# Do you live in an Apartment? What amp do you use?



## Robert1950 (Jan 21, 2006)

Just like the title says - Do you live in an Apartment? What amp to you use?

Ever had any complaints? Do you use headphones? etc...


----------



## traynor_garnet (Feb 22, 2006)

After years of apartment dwelling, I am finally in a house so volume isn't quite the problem it was (yet a baby now presents similar problems). Even low att amps are loud when cranked so I would recommend either using pedals into a clean amp (a Timmy and A Fairfield Barbershop are an amazing combo) or just buying a modeler. The new Pod HD series offers incredible sound and value and is most likely the ideal solution for very low noise environments.

TG


----------



## warplanegrey (Jan 3, 2007)

I currently have my Bogner 4x12 at my apartment. I'm running my Marshall MG250 through it lol.


----------



## Guest (Apr 20, 2011)

12 years in Toronto. 12 years of figuring out how to keep my playing from enraging neighbours.

In the end the best solution, for me, was a Palmer PGA-04 running in to my computer. On the computer I'd usually run the unfiltered output from the Palmer into GuitarRig with just a cabinet block loaded. Worked very well.

But that was all before the AxeFx existed. Now, my recommendation is to just get an AxeFx. 

But if you *really* want to keep working with your existing amps and pedal board, the Palmer PGA-04 or PDI-03 are solid units and when used with cabinet modeling that can load cabinet IRs it is a solution to silent practicing and recording that is exceptionally good sounding.


----------



## Jims (May 29, 2007)

I just moved in to a new apartment, but in some of my previous residences I never got complaints with my YCV80 - it does have a master volume after all. Low volume might not be an ideal tone, but it was serviceable, and it didn't require additional gear. I'm also prejudiced against modeling rigs though. 

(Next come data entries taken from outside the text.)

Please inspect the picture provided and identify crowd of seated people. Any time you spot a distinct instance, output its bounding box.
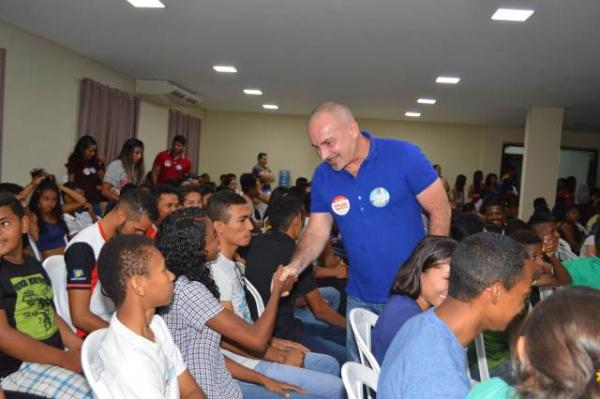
[0,136,600,399]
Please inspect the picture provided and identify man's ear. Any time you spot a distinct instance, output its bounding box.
[127,275,146,296]
[213,220,225,234]
[486,281,504,305]
[21,215,30,234]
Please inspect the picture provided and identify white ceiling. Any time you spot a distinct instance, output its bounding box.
[0,0,600,131]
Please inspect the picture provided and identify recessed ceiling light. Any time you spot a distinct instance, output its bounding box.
[213,65,237,73]
[244,89,262,96]
[491,8,533,22]
[435,76,460,85]
[127,0,165,8]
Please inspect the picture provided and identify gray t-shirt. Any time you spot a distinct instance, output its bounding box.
[160,276,242,399]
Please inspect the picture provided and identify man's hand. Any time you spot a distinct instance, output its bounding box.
[271,265,300,297]
[542,234,558,257]
[283,349,305,368]
[333,261,348,279]
[271,337,310,354]
[59,348,81,373]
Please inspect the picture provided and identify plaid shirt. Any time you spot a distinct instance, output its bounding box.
[160,276,242,399]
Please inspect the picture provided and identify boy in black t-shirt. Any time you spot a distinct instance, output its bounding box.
[0,193,92,398]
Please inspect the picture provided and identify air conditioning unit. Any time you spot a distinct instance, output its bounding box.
[135,79,202,107]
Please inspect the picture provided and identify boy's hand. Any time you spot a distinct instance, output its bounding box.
[271,266,296,296]
[59,348,81,373]
[263,377,304,398]
[283,349,304,367]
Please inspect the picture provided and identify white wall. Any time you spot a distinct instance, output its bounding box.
[0,23,134,184]
[0,22,600,192]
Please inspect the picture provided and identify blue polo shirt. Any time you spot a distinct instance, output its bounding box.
[311,132,438,303]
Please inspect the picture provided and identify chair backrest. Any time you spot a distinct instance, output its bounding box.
[349,308,381,374]
[342,362,379,399]
[81,328,112,399]
[475,333,490,382]
[27,233,42,262]
[244,277,265,317]
[42,255,76,331]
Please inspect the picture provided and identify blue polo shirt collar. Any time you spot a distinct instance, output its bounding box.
[361,130,377,161]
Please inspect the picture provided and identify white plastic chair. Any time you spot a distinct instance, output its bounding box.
[475,333,490,382]
[349,308,381,375]
[27,233,42,262]
[81,328,112,399]
[244,277,265,317]
[42,255,76,332]
[342,362,379,399]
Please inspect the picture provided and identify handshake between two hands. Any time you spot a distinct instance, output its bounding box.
[271,265,300,297]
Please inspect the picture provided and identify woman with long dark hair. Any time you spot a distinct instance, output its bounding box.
[469,170,484,204]
[156,208,343,399]
[450,175,467,212]
[29,177,86,259]
[102,138,144,201]
[371,236,456,364]
[467,287,600,399]
[65,135,105,208]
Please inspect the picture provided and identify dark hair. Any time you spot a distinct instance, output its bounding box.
[454,175,467,193]
[198,183,216,198]
[265,195,302,232]
[390,236,457,299]
[61,181,81,202]
[481,198,506,213]
[450,213,484,241]
[156,208,220,299]
[115,188,158,220]
[533,197,550,212]
[448,233,526,302]
[473,170,483,194]
[485,173,498,188]
[180,184,202,199]
[151,184,183,203]
[98,234,154,307]
[29,178,69,234]
[206,190,246,223]
[240,173,258,194]
[269,186,290,205]
[118,137,144,184]
[217,174,235,191]
[65,135,98,169]
[462,202,475,212]
[509,229,542,245]
[504,219,527,236]
[0,191,25,219]
[171,134,187,146]
[513,287,600,399]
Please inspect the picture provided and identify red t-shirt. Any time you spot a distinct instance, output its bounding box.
[153,150,192,183]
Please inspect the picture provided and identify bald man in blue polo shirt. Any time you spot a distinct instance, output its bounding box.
[282,102,451,360]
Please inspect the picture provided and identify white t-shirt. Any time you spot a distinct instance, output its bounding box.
[65,222,115,322]
[91,314,186,399]
[209,253,259,369]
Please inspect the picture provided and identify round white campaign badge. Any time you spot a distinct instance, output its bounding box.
[331,195,350,216]
[369,187,390,208]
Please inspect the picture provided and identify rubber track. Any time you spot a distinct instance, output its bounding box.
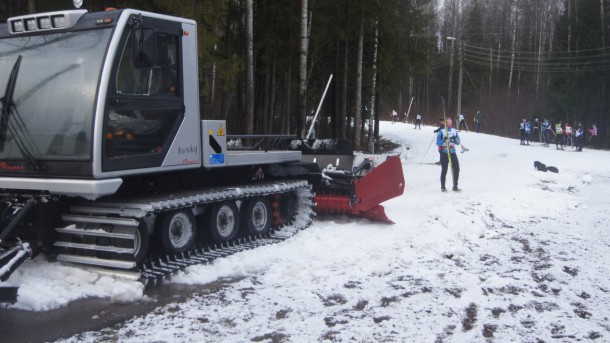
[139,187,315,287]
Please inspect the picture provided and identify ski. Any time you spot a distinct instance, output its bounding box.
[441,97,455,188]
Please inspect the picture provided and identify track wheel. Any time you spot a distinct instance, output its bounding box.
[209,201,239,243]
[160,211,197,254]
[241,198,272,236]
[274,193,297,226]
[111,223,150,263]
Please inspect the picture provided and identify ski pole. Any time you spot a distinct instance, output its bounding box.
[419,135,436,164]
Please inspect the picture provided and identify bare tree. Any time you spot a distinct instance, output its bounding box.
[508,1,518,98]
[297,0,309,138]
[369,19,379,143]
[246,0,254,135]
[354,11,364,149]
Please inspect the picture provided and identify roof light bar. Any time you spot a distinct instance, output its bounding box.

By contrast one of my roomates in the same house got many complaints from his 5.1 surround system. If I really wanted to be near-silent, I would simply play my strat unplugged. Loud enough for me to hear, but won't bother anyone else.

Of course the time of day in which you're playing is also a factor; that sound system was probably on while the neighbors were trying to sleep, whereas my amp was likely to be cranked when they were at least conscious, if not at work/class etc.


----------



## Ti-Ron (Mar 21, 2007)

Been 5 years with my little Fender Champ and still no complain but I'm using pedals...no crancking around here!


----------



## cheezyridr (Jun 8, 2009)

we've lived here for several years, and in this one aspect i am lucky. no one complains about noise because this is how it is here: http://i152.photobucket.com/albums/s180/cheezyridr/STUFF.jpg
3 guitar players, a bass player and 2 singers on this floor. however, i currently use a roland cube 30. of all the s.s. amps i've tried, this is the only one i actually like. it has beautiful cleans. in fact, although i am looking at some tube amps (the gem 2G, vox ac4tvh) i plan on keeping the cube because the cleans are just....golden sunshine. it does the modeling thing with better tone than any of the other comparable amps, imo. (gedc 30, mg30fx)
the modeled amps are not so bad, really. of course each amp setting requires you to set the eq knobs to suit, just like you would with the real thing. you can get alot of good sounds out of this amp. but it's a s.s. amp, probably the best of the reasonably priced ones. go play one, and just groove on the clean channel for starters.


----------



## Jean GODBOUT (Oct 31, 2009)

*Amp for appartment*

Yes, I live in a appartment, this is real problem for me to build guitars and play guitars without disturbing my nabers with my JTM45, my Dumble or my Vibroverb amps. So recently I build a ''baby'' Trainwreck the 4-4-0 design by AX84 guys with small 6SN7 tride as power tubes for a 2 Watts amp with one double triode or 4 Watts with two tubes. That still to loud since the Trainwreck start his nice distortion with the volume set at 5 or more.
http://www.jeangodbout.com/trainwreck/express-4-4-0.html
From the first startup, the small Hammond transformer have been very noisy and worked for about 5 days than the fuses started to blow, the Hammond TX is now back to Hammond for a replacement (I hope).
The distortion wass very nice but it's not the big tone I can get with my other amplifiers so I order a set of ''real'' transformers from Magnetic Components for a full size Trainwreck with EL34 tubes.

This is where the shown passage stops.